吉本幼年体弱多病,几次濒临死亡的边缘。与病弱的身体相比,他的头脑异常发达,从小就开始大量阅读古典文学书籍。孤独的病床生活培养了他终生不变的读书癖,也磨砺了他沉默内向与好学深思的性格,为将来研究学问奠定了良好的基础。不过,柔弱的体质也造成吉本相对柔弱的性格,并影响了他一生的幸福。
在洛桑五年求学期间,吉本尝到第一次也是一生中唯一一次恋爱的甜蜜。他爱上了勃艮第乡间一位牧师的女儿,尽管女方欣然接受了吉本的爱情,但吉本的父亲认为这桩婚事不合习惯。面对父亲的阻挠,吉本内心非常痛苦,但在行为上他却没有做出丝毫抗争,最后屈从于父亲的旨意,轻易放弃了近在咫尺的幸福爱情。他在自传中自嘲道,“作为恋爱者,我叹息;作为儿子,我遵命。”尽管结局令他悲叹,吉本回忆这次恋爱时还是显得很自豪,因为他毕竟享受过爱情这一纯洁而崇高的情感。此后他过了一辈子的独身生活。

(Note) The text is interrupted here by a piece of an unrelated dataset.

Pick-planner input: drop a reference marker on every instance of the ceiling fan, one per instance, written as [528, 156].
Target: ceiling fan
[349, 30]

不过,性格上的软弱并不代表精神意志力的薄弱,吉本拥有坚强的自我意志和个性,执著地追求自由和独立的精神世界。他远离喧闹的人群,或独处一隅或孤身散步,在阅读和沉思中自得其乐,孤独的他在精神上是强大的。正因为他具有坚忍不拔的意志和一往无前的勇气,他才能在充满困难和挫折的治学道路上甘于寂寞,克服艰辛,最终完成其史学大业。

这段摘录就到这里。